The trdmors in Celestine's body were now convulsions, growing as the ambition of the threads increased. They weren't simply flying wildly, Jude realized; they were reaching out in all directions, up towards the ceiling of the cell and to its walls. Stung by them once, the only way she could avoid further contact was by backing away to the hole through which she'd come and then out, stumbling over the rubble.
As she emerged she heard Dowd's voice, somewhere in the labyrinth behind her. "What have you been doing, lovey?"
She wasn't quite sure, was the truth. Though she'd been the initiator of this unbinding, she wasn't its mistress. The cords had an urgency of their own, and whether it was Celestine who moved them, or Roxborough who'd plaited into them the instruction to destroy anyone who came seeking his prisoner's release, they were not about to be placated or contained. Some were snatching at the edge of the hole, dragging away more of the bricks. Others, demonstrating an elasticity she hadn't expected, were nosing over the rubble, turning over stones and books as they advanced.
"Oh, my Lord," she heard Dowd say, and turned to see him standing in the passageway half a dozen yards behind her, with his surgeon's knife in one hand and a bloody handkerchief in the other.
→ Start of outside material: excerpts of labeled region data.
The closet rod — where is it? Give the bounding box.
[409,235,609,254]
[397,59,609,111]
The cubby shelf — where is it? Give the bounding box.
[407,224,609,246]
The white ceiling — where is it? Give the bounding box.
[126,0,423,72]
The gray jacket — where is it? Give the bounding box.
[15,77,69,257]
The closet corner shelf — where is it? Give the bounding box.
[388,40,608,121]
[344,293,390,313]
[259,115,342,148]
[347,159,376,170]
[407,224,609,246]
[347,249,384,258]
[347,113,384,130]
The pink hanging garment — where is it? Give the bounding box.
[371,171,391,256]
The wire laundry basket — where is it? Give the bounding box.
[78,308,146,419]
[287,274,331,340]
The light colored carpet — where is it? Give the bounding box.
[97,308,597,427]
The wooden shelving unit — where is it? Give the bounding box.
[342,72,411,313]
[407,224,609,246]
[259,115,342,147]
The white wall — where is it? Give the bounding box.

This was the first sight she had of him head to foot, and the burden of Pivot shards he carried was apparent. He looked utterly maladroit, his shoulders mismatched and his left leg turned inward, as though a shattered bone had been badly set.
"What's in there?" he said, hobbling towards her. "Is this your friend?"
"I suggest you keep your distance," she said.
He ignored her. "Did Roxborough wall something up? Look at those things! Is it an Oviate?"
"No."
"What then? Godolphin never told me about this."
"He didn't know."
"But you did?" he said, glancing back at her as he advanced to study the cords, which were emerging all the time. "I'm impressed. We've both kept our little secrets, haven't we?"